Readers from all strata of society took to the new publications with gusto. By 1980, underground publications were reaching a regular readership of 200,000, including workers, students, and farmers. Independent presses produced academic works to be used in illicit “Flying Universities,” pamphlets explaining what to do if arrested by police, and lists of political demands meant as action plans for oppositional action. And by buying publications, readers directly funded the opposition.
Still, all was not easy. Dissidents were vulnerable to firing from their jobs, temporary arrest, house searches, confiscations, fines, and physical attacks, among other punishments. Moreover, state security services infiltrated the underground press with informers and moles and even created counterfeited independent publications.
In 1980 everything changed. After major strikes in Gdańsk, the agreements known as the August Social Accords led to the creation of the independent trade union Solidarity, an epochal event in Polish history. In little more than a year, the trade union, led by Lech Wałęsa, would grow to 10 million members. Suddenly, Poland had a popular, above-ground opposition movement.
The networks established by underground printers proved useful to Solidarity. Printers aided in the establishment of Solidarity’s new publications, which were legal and massively distributed, but subject to government censorship. Nevertheless, 1980-81 was a period of shocking freedom during which uncensored publications were broadly available to all sectors of society.
Alas, it was too good to last. In December 1981, the communist regime of General Wojciech Jaruzelski declared a state of war and carried out a savage crackdown on Polish civil society. Over 10,000 people were interned and over 3,600 arrested. Of 1,896 independent periodicals in production in 1981, only 83 survived to 1982. 360 printing locations were shut down; 1,196 pieces of printing equipment and 468 typewriters confiscated; hundreds of thousands of flyers, posters, and books were taken away.
Publishing was especially hard-hit by the period of martial law. But it did not disappear. In some cases, precautions that had seemed paranoid in 1981 paid off. Duplicators and printing equipment had been stashed in secret locations. More importantly than that, the years of open opposition had changed people’s attitudes. While existing institutions like Solidarity had been smashed and dismantled, individuals and small groups began organizing on personal initiative.

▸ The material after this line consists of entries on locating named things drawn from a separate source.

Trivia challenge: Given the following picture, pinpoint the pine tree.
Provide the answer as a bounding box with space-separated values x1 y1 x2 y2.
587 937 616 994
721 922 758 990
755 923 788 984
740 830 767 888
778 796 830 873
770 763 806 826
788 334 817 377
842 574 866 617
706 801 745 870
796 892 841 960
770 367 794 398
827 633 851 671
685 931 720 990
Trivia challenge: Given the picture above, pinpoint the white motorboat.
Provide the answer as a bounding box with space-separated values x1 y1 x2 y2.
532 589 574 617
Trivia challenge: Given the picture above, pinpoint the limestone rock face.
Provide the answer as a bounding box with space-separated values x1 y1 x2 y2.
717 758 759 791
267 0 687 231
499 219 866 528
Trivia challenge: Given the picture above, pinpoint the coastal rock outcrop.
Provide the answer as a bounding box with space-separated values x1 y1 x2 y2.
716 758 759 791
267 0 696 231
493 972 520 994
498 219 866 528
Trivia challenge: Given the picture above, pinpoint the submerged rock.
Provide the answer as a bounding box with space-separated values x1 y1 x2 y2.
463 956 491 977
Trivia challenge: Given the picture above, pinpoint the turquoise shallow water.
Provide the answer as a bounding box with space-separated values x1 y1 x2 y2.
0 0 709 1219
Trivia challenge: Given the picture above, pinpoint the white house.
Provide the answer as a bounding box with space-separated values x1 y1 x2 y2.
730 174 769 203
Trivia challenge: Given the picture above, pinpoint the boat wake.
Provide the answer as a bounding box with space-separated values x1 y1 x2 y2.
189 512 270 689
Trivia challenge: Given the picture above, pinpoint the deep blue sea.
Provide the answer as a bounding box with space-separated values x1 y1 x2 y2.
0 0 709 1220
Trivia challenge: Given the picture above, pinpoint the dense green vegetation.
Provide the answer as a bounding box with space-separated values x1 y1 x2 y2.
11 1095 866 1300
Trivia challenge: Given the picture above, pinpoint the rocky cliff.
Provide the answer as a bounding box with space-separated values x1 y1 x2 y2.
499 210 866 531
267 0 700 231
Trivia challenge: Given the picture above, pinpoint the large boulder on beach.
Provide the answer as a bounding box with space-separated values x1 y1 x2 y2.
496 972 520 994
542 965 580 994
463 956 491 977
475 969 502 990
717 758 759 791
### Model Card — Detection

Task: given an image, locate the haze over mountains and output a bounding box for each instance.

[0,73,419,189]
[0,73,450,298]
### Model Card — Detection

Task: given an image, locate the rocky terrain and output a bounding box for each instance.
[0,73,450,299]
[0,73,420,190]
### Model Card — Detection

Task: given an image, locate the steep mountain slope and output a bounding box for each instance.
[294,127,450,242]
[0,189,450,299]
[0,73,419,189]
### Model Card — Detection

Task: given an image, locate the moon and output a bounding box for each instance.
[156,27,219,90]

The underground press, once more, became the most important independent institution in the country. It was the only independent institution with recent experience of clandestine activity. Despite the regime’s best efforts, complicated secret distribution networks were reestablished. Dissidents even build their own duplicators.
Publications were made for military servicemen, for anarchists, for punks, for pacifists, for nationalists, for average citizens. “There was no clear point in the 1980s when pluralism came to the opposition,” Doucette writes, “yet if one were to exhibit the serial titles available in the independent press in 1987 and 1988, they would be in many ways akin to a periodical display at a bookstore.”
“The independent press is an island where people learned things such as democracy, economic practicality, and independent decision making,” said Andrzej Osęnka. After the round table transition of 1989 and the dissolution of Poland’s censorship office in June 1990, these lessons would stand Polish citizens in good stead as they faced the new challenges of free self-government.
Siobhan Doucette, Books are Weapons: The Polish Opposition Press and the Overthrow of Communism (Pittsburgh University Press, 2017).